First, how do I know that I've got the behavior of the mock objects correct? By definition, the complex objects generally have complex behavior, which can easily mean that the mock versions also need relatively complex behavior, which opens up the possibility of bugs. Second, how do I know that the mock objects are still behaving the same as the real objects? If I change the behavior of the real ones (complete with changing their unit tests to match), I may or may not remember the mock versions, and I may or may not realize that the change I made should change the mock version's responses in some way.
Both of these make me feel that mock versions of complex objects are fragile.

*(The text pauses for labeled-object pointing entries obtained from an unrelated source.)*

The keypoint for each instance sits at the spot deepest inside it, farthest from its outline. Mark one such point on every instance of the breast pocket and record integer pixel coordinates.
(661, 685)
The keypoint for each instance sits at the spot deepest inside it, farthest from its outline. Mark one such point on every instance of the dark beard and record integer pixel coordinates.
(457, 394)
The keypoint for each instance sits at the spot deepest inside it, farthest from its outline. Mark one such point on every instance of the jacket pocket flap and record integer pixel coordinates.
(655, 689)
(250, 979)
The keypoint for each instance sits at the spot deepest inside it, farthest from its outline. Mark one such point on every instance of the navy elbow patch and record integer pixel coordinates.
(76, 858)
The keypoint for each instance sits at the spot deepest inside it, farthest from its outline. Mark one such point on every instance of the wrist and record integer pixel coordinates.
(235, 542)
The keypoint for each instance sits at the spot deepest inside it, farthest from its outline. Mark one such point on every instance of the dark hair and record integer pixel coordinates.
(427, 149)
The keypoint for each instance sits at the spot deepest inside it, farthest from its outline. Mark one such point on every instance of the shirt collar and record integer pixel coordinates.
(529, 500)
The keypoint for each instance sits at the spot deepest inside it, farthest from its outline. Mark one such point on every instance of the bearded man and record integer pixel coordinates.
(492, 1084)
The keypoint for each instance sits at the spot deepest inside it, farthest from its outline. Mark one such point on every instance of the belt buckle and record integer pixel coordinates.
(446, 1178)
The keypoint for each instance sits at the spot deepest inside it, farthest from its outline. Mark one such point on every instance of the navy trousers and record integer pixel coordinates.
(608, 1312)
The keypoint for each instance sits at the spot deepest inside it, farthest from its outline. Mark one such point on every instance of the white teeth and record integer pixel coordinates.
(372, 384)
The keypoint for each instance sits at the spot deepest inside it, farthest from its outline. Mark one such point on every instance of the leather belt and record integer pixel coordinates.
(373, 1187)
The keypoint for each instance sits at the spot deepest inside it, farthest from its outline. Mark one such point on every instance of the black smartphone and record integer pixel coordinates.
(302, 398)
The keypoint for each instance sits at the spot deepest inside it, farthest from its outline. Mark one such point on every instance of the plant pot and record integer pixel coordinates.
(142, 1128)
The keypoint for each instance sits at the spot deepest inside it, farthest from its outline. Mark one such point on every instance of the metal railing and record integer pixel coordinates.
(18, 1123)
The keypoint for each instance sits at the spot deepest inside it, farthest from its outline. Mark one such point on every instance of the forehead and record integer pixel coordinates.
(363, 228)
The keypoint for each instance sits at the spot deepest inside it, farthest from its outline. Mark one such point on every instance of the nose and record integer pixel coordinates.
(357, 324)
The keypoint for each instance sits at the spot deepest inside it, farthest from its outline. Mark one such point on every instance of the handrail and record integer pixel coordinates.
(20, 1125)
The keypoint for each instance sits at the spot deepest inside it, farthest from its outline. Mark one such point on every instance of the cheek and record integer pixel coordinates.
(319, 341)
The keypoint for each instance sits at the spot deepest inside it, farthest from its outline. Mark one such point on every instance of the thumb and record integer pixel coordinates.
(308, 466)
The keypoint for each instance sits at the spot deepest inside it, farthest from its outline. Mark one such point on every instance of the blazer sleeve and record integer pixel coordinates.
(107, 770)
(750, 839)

I don't like fragile tests; they're a recipe for problems and frustrations, and at least in my state of TDD awareness, frustrations can easily lead to abandoning tests entirely. My current solution is to use more or less real objects but to have a unittest test ordering that matches the bottom up dependencies of the program. If early unittests fail, I know that it is pointless to go on; higher levels of code would just see a whole series of cascade failures as things malfunction underneath them.
(It is possible that part of my problem here is that I am confusing unit tests with some other sort of testing, functional or integration or end to end tests, as a result of having only an informal exposure to TDD.)
2009-04-19
Sometimes you don't want behavior with your data
I have heard it said that objects are data combined with behavior, which as a snappy summary strikes me as pretty useful; something like it has certainly guided me in structuring my programs. (Although I am nowhere nearly as strongly object-oriented as is popular these days; I still have at least a foot in the procedural programming camp.)
It is also a sensible notion, in the abstract; since data by itself is useless, so you might as well bundle it together with the code that understands it and call them one thing. (You usually can't manipulate the data without understanding it, so you just put all of the code that understands the data into one place. Phrased this way, one may begin to see some exceptions.)
However, I've come to realize that sometimes this is wrong; sometimes you actively want data without behavior dragged along with it, so you want pure data, not objects. The obvious case is (data) persistence, where I think that you are significantly better off if you do not try to tightly bind data and behavior when you save and restore the data. Here the important thing is usually the data, and you do want to be able to get at it without the behavior intervening.
(I think that part of this is because the behavior may change over time in various ways without the data itself changing.)
(This is probably obvious to experienced OO people, but I learned programming in the pre-OO days so I am still sort of feeling my way through all of this.)